This is a header-only C++14 compliant library that defines a class MagicParams that maps enums to types at compile time, and allows storing and retriving of values for every enum.
Look at src/example.cpp or the tests in tests/test.cpp to see them in action.
You can use this as conan dependency with
requires = "magicparams/1.0"
in your conanfile if you want, or just include it normally.
Often one wants to map enum-keys to values that are used as parameters within bigger code projects. If all parameters are of the same type, one could just use a unorered_map<key,value> for example.
It gets trickier if one needs a mapping from the same enum to multiple value types. Take for example
enum class Parameter
{
weight,
height,
name,
fractions
}One clearly would need at least the types string and double (and maybe also int).
You could define your mapping by hand using different maps for different types - not nice, obviously. Another approach would be to make use of boost::variant or std::variant, if available. A call to this structure (call it 'VariantParameters') would somehow involve a template parameter of the type you want to set or you want to get, such as
VariantParameter p;
int height = p.get<int>(Parameter::height);
std::string name = p.get<int>(Parameter::name);and so on. The problem with this approach is more subtle: if you set e.g. height as int and call it later with double such as
VariantParameters p;
p.set<int>(Parameter::height,13424);
// ... long after you do:
double height = p.get<int>(Paremeter::height); // exception!!you will get an exception, at runtime of course. So you have to remember which parameter was set with which valuetype, which is in the best case annoying, in the worst it can happen after days of calculation of something and the exception thrown could render all the calculatory work done useless.

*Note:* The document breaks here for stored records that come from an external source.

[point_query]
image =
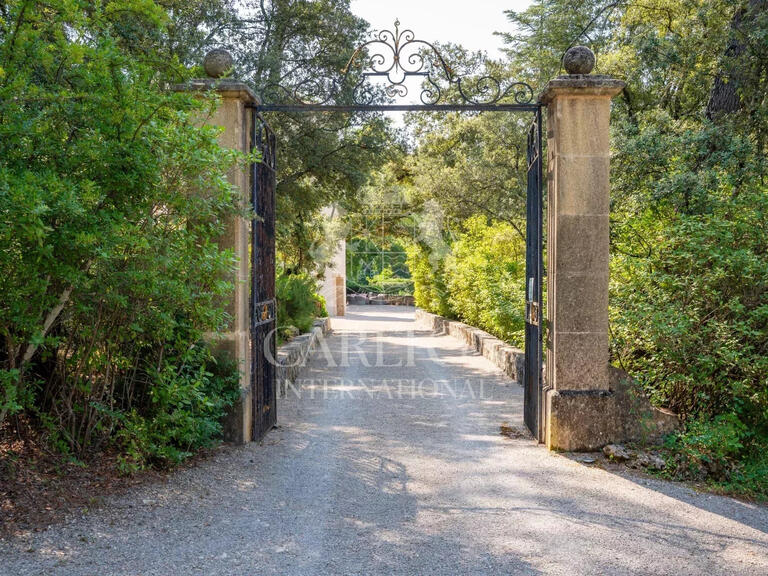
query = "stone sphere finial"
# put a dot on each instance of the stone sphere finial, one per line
(579, 60)
(218, 62)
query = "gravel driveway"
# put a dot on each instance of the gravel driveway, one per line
(390, 461)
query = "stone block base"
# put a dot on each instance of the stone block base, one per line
(236, 424)
(587, 420)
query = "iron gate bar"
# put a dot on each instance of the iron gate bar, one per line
(263, 319)
(397, 107)
(399, 61)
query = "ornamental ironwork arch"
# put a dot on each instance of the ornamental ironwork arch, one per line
(394, 57)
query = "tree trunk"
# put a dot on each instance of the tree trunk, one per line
(725, 95)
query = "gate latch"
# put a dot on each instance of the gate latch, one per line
(532, 315)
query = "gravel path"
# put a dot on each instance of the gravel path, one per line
(400, 470)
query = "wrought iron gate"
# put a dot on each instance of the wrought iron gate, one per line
(373, 78)
(262, 301)
(534, 269)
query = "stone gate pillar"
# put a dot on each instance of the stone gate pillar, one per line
(233, 116)
(578, 197)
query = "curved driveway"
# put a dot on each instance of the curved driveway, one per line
(389, 460)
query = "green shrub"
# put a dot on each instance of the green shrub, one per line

MagicParams, what else. Assume we have an enum class "Param" with entries "one","two" and so on.
Look:
int main()
{
using namespace magicparams;
// you can get the default values and the description of parameters at compile-time!
constexpr auto value = MyMagicParams::getDefault<Param::two>();
constexpr auto desc = MyMagicParams::getDescription<Param::two>();
std::cout << "Parameter 'two' has default value " << value << " and its description is '" << desc << "'\n";
// create runtime version
auto myParams = MyMagicParams();
auto valueBefore = myParams.get<Param::one>();
// set variable for Param::one at runtime
myParams.set<Param::one>(3);
auto valueAfter = myParams.get<Param::one>();
std::cout << "Parameter 'one' was set from " << valueBefore << " to " << valueAfter;
}This example is provided in example.cpp.

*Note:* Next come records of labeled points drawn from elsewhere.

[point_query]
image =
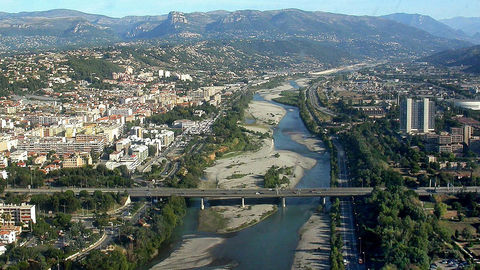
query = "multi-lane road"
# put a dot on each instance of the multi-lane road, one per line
(347, 220)
(244, 193)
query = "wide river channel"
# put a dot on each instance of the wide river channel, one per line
(270, 244)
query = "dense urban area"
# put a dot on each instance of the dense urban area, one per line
(90, 135)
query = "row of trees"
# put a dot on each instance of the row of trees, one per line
(79, 177)
(272, 178)
(179, 112)
(336, 243)
(396, 230)
(68, 202)
(140, 243)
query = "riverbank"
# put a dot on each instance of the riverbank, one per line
(194, 252)
(313, 250)
(227, 219)
(251, 247)
(237, 172)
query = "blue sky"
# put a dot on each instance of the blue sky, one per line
(438, 9)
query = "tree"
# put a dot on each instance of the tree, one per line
(439, 209)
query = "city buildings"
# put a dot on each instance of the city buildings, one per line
(417, 116)
(12, 214)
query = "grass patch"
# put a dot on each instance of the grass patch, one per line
(236, 176)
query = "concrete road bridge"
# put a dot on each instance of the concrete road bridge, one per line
(244, 193)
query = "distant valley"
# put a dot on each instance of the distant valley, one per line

As you can see the connection between parameter and type is enforced during compiletime, otherwise the line
constexpr auto value = MyMagicParams::getDefault<Param::two>();would not compile. How do you define such nice looking compile-time-type-safe-parameter-containers? Given an enum class such as
enum class Param
{
one = 0,
two,
three
};you define your MagicParams such as:
using namespace magicparams;
struct MyMagicParams : MagicParams<Param, AllowedTypes<int, std::string>, MyMagicParams>
{
constexpr MyMagicParams(){};
static constexpr auto settings = create(
Add<Param::one, int>(99,Description{"first parameter"}),
Add<Param::two, std::string>("Default-String", Description("second parameter")),
Add<Param::three, bool>(true, Description{"third parameter"}));
};As you can see the parameter Param::one is tied to the type int in the first Add.
In parenthesis you set a default value (e.g. 99) that can be retrieved at compile time as you saw before and the second parameter "Description" is only optional.
So the synopsis for the creation of map-entries is
static constexpr auto settings = create(Add<enum-value,type to map to>(default-value,Description("optional description")),
Add(...),
...);
NOTE: only types T where this
static_assert(std::is_trivial<T>::value,"");compiles can be used to store values in MagicParams (the only exception to this rule are std::string's).
This includes all plain old datatypes such as int,const char*,short,double,unsigned,long,char,.. and so on.
If you call the runtime-getter and setter get/set, and you did not set a parameter before calling get, the default value will be returned.
Install conan and cmake, create a subfolder /build, change into it and run
conan install ..
conan build ..
and run the executables in the subfolder build/bin/ such as
./bin/example.cpp
./bin/magicparamstests.exe
Thats it!
Given that every call to the parameter-container can possibly be resolved at compile time if you only need default parameters, the resulting performance is unbeatable. When it comes to runtime calls there are certain things to consider.
-
the implementation uses unordered_maps internally with constant access time, so they should be really fast.
-
*if the parameter container is not changed during runtime, it should be even faster because in this case the constexpr default value will be returned and the only cost is to check whether a bool variable is not set.
-
everything that could be precalculated at compile-time such as the index to the unordered_map that is responsible for a certain parameter is calculated at compile time, so there should be zero overhead to an implementation that only stores one value-type of parameters.
If you want to store big amounts of strings however, you better use const char*'s as every call to a std::string-based entries will convert (and thus copy) from an underlying const char*-entry in these maps. This is for convenience and as long as the strings are short, the compiler normally uses short-string optimization (for strings haveing less than 22 characters on a 64 bit machine), so this only gets an issue if you are storing long strings and call them very often.
For runtime storing a
std::tuple<unordered_map<ENUM,v1>,unordered_map<ENUM,v2>,...>and so on is used.
The AllowedTypes-struct is designed to shrink a list of types such as <int,int,const char*,double,int,short,const char*,std::string> internally to <double,int,short,const char*> making use of template metaprogramming. It converts std::string to const char* internally. The result of this type-list is the basis for the internally used runtimeStore_, where every tuple-entry maps to a type of the AllowedTypes-list.
It would be nice to think about what would be possible if we can assume the enum to be a magic_enum! Up to now there is no restriction on the enum variant, also BETTER_ENUM should work out of the box (I did not test it so far). Having these tools at hand one could e.g. check if every enum has a mapping and output nicer compile-time static assert messages, if this is not the case, listing every enum that is missing.